The author of this so-called broadside is regular columnist for the Huffington Post, but also writes for the New York Times, the Washington Post, and the Wall Street Journal. He critically discusses a trend in the United States to undermine the “freedom of speech” protected by the First Amendment. He focuses particularly on US campuses because these should be models of tolerance and unfettered intellectual debate.
A recent phenomenon he cites – and this may still be more or less alien to European readers – involves so-called “trigger warnings.” What does that mean? There appears to be a nascent tendency among student to demand from professors to issue express warnings ahead of any lecture or class that could contain emotionally upsetting discourse. Such contents ought to be labelled in analogy to the warnings commonly found on cigarette packs.
The background is this: Originally, the idea was to protect people suffering from post-traumatic stress disorder (PSTD). This sort of syndrome is experienced by individuals in the wake of traumatising events, such as war or rape. However, the term became subject to inflationary use, and things have now come to the point where anyone confronted with opinions that seem political incorrect may feel traumatised. University professors are expected to realise “that sexual misconduct is inextricably tied to issues of privilege and oppression,” which in turn brings in “racism, classism, sexism, heterosexism, cissexism, ableism, and other issues of privilege and oppression” (p. 42).
One example for something that upset students was the statue of a sleepwalking man in underwear that had been set up on a certain campus. Students saw the statue as “a source of apprehension, fear, and triggering thoughts regarding sexual assault for many members of our campus community.” They petitioned that the statue be removed, arguing: “We really feel that if a piece of art makes students feel unsafe, that steps over a line” (p. 46). How exactly your personal sense of safety is compromised by the statue of a somnambulist remains anybody’s guess.
The author’s critique goes like this: “To those who value intellectual freedom, however, trigger warnings are yet another manifestation of the attitude that society must protect every individual from emotionally difficult speech. It is impossible to live up to this expectation, and in the course of trying to do so, we risk devastating freedom of speech and the open exchange of ideas… When students take advantage of a psychological term developed to help those traumatized in the ghastly trenches of World War I justify being protected from The Great Gatsby, sleepwalker statues, and, as the Oberlin policy specified, Chinua Achebe, it becomes clear that there is virtually no limit to the demands that will be made if we universalize an expectation of intellectual comfort” (p. 57).

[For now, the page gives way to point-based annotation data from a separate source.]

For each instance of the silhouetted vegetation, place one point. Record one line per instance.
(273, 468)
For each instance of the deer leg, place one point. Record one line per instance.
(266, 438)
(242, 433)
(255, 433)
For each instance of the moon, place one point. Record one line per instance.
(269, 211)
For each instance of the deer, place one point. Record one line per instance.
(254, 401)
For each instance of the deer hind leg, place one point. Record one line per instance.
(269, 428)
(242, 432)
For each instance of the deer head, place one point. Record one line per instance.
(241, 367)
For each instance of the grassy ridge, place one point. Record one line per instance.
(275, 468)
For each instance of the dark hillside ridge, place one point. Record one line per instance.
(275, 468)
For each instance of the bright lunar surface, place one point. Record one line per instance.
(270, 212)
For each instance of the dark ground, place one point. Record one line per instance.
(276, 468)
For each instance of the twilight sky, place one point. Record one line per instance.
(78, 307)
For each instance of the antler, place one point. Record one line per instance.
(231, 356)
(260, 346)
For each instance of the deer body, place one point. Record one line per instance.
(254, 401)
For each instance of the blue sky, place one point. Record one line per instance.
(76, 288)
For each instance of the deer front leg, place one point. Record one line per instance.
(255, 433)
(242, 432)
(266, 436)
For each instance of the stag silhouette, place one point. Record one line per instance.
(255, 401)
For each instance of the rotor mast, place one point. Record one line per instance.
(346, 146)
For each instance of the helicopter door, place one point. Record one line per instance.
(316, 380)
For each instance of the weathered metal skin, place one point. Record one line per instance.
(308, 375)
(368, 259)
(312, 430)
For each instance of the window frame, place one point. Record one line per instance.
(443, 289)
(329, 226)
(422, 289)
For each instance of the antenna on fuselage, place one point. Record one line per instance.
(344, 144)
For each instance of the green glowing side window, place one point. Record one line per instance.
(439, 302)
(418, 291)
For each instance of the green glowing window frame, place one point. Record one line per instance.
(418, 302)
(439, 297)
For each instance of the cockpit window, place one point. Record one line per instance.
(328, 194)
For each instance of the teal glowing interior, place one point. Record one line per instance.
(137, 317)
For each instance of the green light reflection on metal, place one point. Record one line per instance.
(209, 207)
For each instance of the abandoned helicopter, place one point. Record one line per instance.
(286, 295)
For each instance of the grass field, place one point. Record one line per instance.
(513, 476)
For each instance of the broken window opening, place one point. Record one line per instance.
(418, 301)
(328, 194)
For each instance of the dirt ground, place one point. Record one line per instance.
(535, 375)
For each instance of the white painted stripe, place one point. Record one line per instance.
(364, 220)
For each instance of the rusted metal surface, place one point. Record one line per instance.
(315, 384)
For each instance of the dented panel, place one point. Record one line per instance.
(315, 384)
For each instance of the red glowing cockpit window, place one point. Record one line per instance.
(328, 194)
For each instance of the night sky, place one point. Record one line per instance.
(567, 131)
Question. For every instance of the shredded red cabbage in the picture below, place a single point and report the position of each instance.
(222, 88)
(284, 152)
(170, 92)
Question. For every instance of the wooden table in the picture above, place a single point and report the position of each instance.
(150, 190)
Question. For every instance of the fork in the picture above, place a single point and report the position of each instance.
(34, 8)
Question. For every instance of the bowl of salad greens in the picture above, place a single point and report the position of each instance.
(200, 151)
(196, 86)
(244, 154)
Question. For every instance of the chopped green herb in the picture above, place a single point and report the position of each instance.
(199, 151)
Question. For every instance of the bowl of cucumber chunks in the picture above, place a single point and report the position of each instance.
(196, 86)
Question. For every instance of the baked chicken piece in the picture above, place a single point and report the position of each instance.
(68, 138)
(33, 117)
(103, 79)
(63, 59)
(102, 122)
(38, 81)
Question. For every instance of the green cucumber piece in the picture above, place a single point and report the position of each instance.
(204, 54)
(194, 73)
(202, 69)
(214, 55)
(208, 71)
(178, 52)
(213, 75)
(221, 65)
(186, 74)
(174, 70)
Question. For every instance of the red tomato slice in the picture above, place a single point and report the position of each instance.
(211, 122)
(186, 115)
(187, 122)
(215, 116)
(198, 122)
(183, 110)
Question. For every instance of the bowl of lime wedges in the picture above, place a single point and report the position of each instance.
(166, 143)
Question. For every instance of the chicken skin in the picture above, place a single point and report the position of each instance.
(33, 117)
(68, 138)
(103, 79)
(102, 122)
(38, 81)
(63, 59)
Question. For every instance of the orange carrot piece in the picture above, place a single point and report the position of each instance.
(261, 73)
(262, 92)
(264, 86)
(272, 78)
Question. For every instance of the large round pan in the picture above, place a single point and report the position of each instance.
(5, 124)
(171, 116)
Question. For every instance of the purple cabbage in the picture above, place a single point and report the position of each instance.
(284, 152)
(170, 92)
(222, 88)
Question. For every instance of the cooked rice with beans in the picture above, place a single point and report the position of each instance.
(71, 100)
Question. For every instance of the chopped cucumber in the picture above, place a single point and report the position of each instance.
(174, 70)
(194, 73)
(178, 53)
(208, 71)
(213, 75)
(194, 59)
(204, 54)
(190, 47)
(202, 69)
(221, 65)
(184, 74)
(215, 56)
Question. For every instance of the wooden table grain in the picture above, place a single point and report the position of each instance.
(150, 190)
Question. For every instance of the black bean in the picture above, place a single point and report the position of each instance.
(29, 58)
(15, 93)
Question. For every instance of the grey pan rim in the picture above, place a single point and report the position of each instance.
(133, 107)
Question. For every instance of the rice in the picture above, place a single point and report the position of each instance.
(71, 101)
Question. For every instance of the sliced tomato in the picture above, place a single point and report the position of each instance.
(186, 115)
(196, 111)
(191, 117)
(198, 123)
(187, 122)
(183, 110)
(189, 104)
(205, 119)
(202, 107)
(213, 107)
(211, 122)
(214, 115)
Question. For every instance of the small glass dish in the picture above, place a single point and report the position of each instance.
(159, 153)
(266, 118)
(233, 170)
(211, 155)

Generally speaking, Lukianoff has diagnosed a trend toward intolerance at American universities. He mentions the rising number of instances in which dissenting speakers who have been invited for talks are “dis-invited” again. He counted 257 incidents (and this is surely not a complete list) of speaker invitations that were revoked as a result of student or faculty pressure. The trend has been particularly hard on conservative voices, with 118 of them disinvited whereas left-leaning speakers were dis-invited only 61 times (p. 32). The ratio is all the more remarkable because campus invitations to conservative speakers are less frequent anyway. In the years 2013 and 2014, for example, not a single Republican speaker was invited to speak at one of the top 30 university or at the 30 leading liberal arts schools – whereas 25 Democrats were invited during the same period of time (p. 32).
Lukianoff goes on to show that intolerance is hardly limited to campuses. Scandals are constantly cooked up in the media because someone made a joke and a remark that was less than politically correct. The person at the centre of the scandal will invariably have to apologize to those he or she upset, no matter whether the remark was made in private or in a state of inebriation. It is not infrequent that such persons end up losing their jobs. “Admittedly, many of the offending comments were not particularly sympathetic, but the public’s appetite for punishing attempts at candor gone wrong, drunken rants, or even private statements made in anger or frustration seems to be growing at an alarming rate” (p. 2). The movement to enforce a “zero tolerance” policy in regard for anything anyone could deem offensive is gaining momentum (p. 3).
While Lukianoff concedes that these attempts to curb the freedom of speech tend to come from the political left, he emphasises that conservatives are no strangers to the phenomenon. Accordingly, his broadside aims not just at the left: “If we characterize the push toward censorship as a phenomenon that comes from only the left, we automatically let half the population off the hook and demonize the other half, many of whom may potentially be allies in the fight for free speech.” (p. 24) R.Z.